Lithium tantalate photonic integrated circuits for volume manufacturing

Article

Wang, Chengli; Li, Zihan; Riemensberger, Johann; Lihachev, Grigory; Churaev, Mikhail; Kao, Wil; Ji, Xinru; Zhang, Junyin; Blesin, Terence; Davydova, Alisa; Chen, Yang; Huang, Kai; Wang, Xi; Ou, Xin; Kippenberg, Tobias J.

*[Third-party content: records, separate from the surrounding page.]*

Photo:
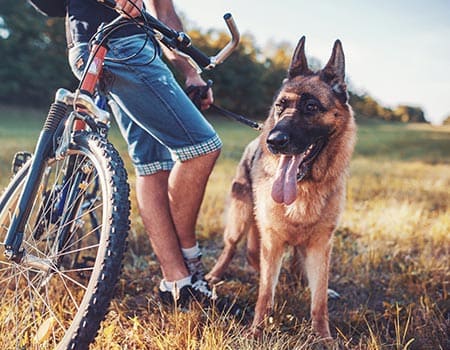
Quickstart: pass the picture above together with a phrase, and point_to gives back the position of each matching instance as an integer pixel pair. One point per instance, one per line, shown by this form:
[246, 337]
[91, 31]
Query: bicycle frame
[83, 101]
[85, 108]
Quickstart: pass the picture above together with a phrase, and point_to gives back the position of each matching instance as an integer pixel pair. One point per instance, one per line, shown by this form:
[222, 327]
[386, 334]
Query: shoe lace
[195, 267]
[201, 286]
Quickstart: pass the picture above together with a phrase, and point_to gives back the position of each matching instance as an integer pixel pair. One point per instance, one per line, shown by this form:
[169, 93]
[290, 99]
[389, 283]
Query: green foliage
[34, 65]
[366, 106]
[34, 59]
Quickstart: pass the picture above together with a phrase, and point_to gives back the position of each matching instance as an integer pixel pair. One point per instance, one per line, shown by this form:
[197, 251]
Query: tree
[410, 114]
[34, 58]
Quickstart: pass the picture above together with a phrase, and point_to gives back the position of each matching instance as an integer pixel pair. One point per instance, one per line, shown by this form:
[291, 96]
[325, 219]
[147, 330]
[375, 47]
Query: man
[159, 123]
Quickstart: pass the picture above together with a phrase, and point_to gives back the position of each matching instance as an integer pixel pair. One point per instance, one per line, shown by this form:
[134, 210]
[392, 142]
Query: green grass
[390, 261]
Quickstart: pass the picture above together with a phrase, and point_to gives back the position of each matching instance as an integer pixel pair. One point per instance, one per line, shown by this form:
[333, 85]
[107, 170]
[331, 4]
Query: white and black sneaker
[195, 268]
[201, 294]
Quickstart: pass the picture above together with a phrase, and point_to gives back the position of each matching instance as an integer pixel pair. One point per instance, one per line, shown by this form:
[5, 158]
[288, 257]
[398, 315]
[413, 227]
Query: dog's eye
[280, 105]
[311, 106]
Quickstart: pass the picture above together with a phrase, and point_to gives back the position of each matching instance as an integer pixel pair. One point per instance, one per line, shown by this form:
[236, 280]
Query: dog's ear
[299, 64]
[334, 72]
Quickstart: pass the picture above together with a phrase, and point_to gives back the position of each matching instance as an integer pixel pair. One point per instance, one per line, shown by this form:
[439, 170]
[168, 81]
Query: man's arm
[164, 10]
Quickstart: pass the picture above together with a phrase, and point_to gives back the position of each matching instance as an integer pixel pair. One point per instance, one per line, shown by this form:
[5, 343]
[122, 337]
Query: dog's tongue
[284, 189]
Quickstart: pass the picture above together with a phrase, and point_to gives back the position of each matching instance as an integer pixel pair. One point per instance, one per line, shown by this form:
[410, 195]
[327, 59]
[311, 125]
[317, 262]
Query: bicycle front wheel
[57, 294]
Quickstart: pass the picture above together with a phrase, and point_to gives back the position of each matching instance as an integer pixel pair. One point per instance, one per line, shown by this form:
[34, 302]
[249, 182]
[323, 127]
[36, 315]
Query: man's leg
[172, 226]
[187, 184]
[154, 208]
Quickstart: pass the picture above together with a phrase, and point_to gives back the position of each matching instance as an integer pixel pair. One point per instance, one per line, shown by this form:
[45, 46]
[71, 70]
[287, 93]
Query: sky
[397, 51]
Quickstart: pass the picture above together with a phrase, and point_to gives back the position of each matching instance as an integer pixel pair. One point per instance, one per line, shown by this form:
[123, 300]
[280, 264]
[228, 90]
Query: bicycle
[64, 217]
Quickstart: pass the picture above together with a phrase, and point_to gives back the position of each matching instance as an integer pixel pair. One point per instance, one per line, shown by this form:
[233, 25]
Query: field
[390, 264]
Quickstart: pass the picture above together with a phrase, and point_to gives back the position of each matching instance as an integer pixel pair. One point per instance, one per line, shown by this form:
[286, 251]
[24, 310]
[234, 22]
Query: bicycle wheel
[74, 241]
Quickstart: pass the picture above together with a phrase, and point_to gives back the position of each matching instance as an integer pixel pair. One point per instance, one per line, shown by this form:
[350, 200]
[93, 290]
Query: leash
[197, 93]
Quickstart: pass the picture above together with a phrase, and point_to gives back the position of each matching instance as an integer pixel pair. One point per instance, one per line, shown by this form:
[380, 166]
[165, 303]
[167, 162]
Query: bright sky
[396, 50]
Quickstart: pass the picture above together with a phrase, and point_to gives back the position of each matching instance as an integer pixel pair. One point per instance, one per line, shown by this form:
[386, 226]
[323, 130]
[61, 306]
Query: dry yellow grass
[390, 262]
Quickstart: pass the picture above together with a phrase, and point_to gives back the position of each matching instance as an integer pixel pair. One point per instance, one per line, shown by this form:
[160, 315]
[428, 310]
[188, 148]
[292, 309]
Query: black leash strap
[237, 117]
[197, 93]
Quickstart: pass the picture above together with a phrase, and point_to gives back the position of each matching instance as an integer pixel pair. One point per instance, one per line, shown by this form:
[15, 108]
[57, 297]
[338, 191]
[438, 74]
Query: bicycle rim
[56, 296]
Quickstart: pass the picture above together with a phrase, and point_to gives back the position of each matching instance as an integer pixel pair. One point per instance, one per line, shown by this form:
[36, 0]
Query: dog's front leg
[316, 266]
[239, 221]
[270, 266]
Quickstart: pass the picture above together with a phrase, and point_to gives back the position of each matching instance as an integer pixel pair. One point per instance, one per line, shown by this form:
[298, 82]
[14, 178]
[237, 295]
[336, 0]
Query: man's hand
[130, 8]
[196, 80]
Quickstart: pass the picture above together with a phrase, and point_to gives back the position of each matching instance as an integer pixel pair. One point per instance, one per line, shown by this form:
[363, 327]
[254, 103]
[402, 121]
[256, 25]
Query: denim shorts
[157, 119]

Chinese Academy of Sciences; Shanghai Institute of Microsystem & Information Technology, CAS; Swiss Federal Institutes of Technology Domain; Ecole Polytechnique Federale de Lausanne; Swiss Federal Institutes of Technology Domain; Ecole Polytechnique Federale de Lausanne

Nature

0028-4612

10.1038/s41586-024-07369-1

2024-05-23

Electro-optical photonic integrated circuits (PICs) based on lithium niobate (LiNbO3) have demonstrated the vast capabilities of materials with a high Pockels coefficient(1,2). They enable linear and high-speed modulators operating at complementary metal-oxide-semiconductor voltage levels(3) to be used in applications including data-centre communications(4), high-performance computing and photonic accelerators for AI(5). However, industrial use of this technology is hindered by the high cost per wafer and the limited wafer size. The high cost results from the lack of existing high-volume applications in other domains of the sort that accelerated the adoption of silicon-on-insulator (SOI) photonics, which was driven by vast investment in microelectronics. Here we report low-loss PICs made of lithium tantalate (LiTaO3), a material that has already been adopted commercially for 5G radiofrequency filters(6) and therefore enables scalable manufacturing at low cost, and it has equal, and in some cases superior, properties to LiNbO3. We show that LiTaO3 can be etched to create low-loss (5.6 dB m(-1)) PICs using a deep ultraviolet (DUV) stepper-based manufacturing process(7). We demonstrate a LiTaO3 Mach-Zehnder modulator (MZM) with a half-wave voltage-length product of 1.9 V cm and an electro-optic bandwidth of up to 40 GHz. In comparison with LiNbO3, LiTaO3 exhibits a much lower birefringence, enabling high-density circuits and broadband operation over all telecommunication bands. Moreover, the platform supports the generation of soliton microcombs. Our work paves the way for the scalable manufacture of low-cost and large-volume next-generation electro-optical PICs.